ERISA preempted state unpaid leave claim; policy was VEBA-plan dependent

An employee’s unpaid leave claim under the Illinois Wage Payment and Collection Act was completely preempted by ERISA because the employer’s leave policy was dependent on the terms of its VEBA plan, ruled the Seventh Circuit. In affirming the district court’s grant of summary judgment for the employer, the appeals court found that the employee’s claim did not implicate a duty that was independent of ERISA.

Unpaid leave claim.

The employee worked for a hospital as an occupational therapist. Following her resignation, the employee filed a small-claims complaint in state court alleging a violation of the Illinois Wage Payment and Collection Act (IWPCA). Specifically, the employee claimed that the hospital had violated the IWPCA by failing to pay her money owed for her accrued leave according to the hospital’s leave policy.

Removal to federal court.

The hospital removed the suit to federal court, arguing that the employee’s claim was preempted by ERISA. In response, the employee challenged the hospital’s preemption claim and filed a motion to remand the case to state court. The district court denied the motion for remand, holding that ERISA completely preempted the employee’s state law claim, and granted the hospital’s motion for summary judgment.
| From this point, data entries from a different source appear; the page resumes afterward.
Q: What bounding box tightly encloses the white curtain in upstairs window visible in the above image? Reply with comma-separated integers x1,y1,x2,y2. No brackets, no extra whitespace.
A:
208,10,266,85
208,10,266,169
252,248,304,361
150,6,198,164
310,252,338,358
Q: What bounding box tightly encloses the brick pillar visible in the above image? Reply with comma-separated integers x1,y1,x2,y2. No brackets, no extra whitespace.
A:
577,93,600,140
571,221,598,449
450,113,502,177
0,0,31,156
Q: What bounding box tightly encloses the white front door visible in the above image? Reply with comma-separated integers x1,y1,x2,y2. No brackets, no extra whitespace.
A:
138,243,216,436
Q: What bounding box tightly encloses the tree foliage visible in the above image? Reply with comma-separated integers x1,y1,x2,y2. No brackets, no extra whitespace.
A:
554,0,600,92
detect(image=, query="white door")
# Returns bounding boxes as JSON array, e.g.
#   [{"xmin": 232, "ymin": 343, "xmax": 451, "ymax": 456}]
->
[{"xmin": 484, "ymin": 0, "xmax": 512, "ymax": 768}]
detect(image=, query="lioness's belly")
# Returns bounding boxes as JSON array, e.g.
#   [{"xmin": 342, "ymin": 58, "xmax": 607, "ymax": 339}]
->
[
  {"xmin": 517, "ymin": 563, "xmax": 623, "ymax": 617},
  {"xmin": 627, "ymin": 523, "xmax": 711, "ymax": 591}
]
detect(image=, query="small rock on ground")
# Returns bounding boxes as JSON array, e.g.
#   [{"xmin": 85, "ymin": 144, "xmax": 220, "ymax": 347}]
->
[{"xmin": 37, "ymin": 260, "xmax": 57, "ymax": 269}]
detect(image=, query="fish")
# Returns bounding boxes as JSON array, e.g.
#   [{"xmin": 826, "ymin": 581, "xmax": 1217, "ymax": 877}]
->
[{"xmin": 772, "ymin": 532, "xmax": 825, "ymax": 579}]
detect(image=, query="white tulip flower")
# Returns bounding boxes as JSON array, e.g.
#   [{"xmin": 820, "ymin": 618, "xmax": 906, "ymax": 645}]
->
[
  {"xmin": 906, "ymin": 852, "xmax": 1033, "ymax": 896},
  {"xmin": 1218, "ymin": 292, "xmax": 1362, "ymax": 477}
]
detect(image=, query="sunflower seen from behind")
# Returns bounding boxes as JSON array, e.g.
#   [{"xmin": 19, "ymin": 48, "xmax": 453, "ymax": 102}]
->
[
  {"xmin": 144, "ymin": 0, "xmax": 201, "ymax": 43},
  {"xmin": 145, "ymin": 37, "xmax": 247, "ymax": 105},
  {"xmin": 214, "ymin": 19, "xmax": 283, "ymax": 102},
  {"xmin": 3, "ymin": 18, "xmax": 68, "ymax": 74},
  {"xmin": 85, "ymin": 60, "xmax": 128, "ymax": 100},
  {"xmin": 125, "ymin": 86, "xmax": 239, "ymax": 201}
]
Despite being granted leave to file an amended complaint naming the welfare benefit plan as a defendant, the employee filed a motion to alter or amend the lower court’s judgment, reiterating that the claim was not preempted.

ERISA preemption.

ERISA’s expansive preemptive power over health and welfare benefit plans means that it supersedes state laws that relate to employee benefit plans. A state law claim is completely preempted by ERISA if (1) the plaintiff could have brought the claim under ERISA’s enforcement provision and (2) no other independent legal duty is implicated.

VEBA plan participation.

Initially, the appeals court examined whether the hospital had created an ERISA employee welfare benefit plan and whether the employee was a participant in such a plan. The hospital’s leave policy set forth the rules regarding paid time off and included a variable accrual rate provision. In addition, the policy incorporated other employee benefits, including a “Voluntary Employees’ Benefit Association” (VEBA) plan. The VEBA plan and leave policy worked together to dictate how participating employees could use their leave hours after their employment ended. Upon an employee’s termination, the hospital would pay the employee for any accumulated leave, up to a maximum, and the remaining hours would be converted to dollars and deposited into the employee’s VEBA account.
Based on the plan’s stated purpose to provide employees with the opportunity to access the money for health care reimbursements and references to ERISA in the plan documentation, the court agreed with the hospital that the VEBA plan was an ERISA plan. Moreover, according to the plan’s terms, the employee was automatically enrolled in the VEBA plan and she never availed herself of the annual opportunities to opt out. Therefore, the court concluded that the employee was a participant in the plan and was eligible to receive benefits.

Benefits upon resignation.

Next, the court considered whether ERISA empowered the employee to bring an action in federal court to recover benefits under the plan. The employee disputed the hospital’s payment of only some of her accrued leave hours. The court found that such an alleged misapplication of benefits was exactly the type of claim that ERISA permits a plaintiff to bring.

Independent legal duty.

Finally, the court turned to whether the hospital’s actions regarding her accrued leave time implicated a legal duty independent of ERISA. The employee argued that the hours of accrued leave for which she was indirectly paid should have been paid to her as part of her final compensation when her employment ended. By moving that money into her VEBA account, the employee alleged that the hospital violated the IWPCA’s mandate to pay out accrued leave at the time of an employee’s separation.
However, the court was unpersuaded that the employee’s claim was entirely independent of ERISA. Indeed, the court noted, the employee’s argument would have the court look only to the leave policy for guidance and ignore the VEBA plan entirely. The IWPCA states that a separated employee is entitled to accrued leave according to the terms of the employer’s leave policy. The hospital’s leave policy conditioned the availability of accrued leave at the time of separation on the terms of the VEBA plan. The hospital would only be liable under the IWPCA if it failed to pay according to the terms of the VEBA plan. The IWPCA claim was not independent of ERISA. On the contrary, an interpretation of the ERISA plan was an essential part of the employee’s IWPCA claim.
Therefore, the employee’s claim was completely preempted by ERISA. The district court’s denial of the employee’s motion to remand and grant of summary judgment for the hospital was affirmed.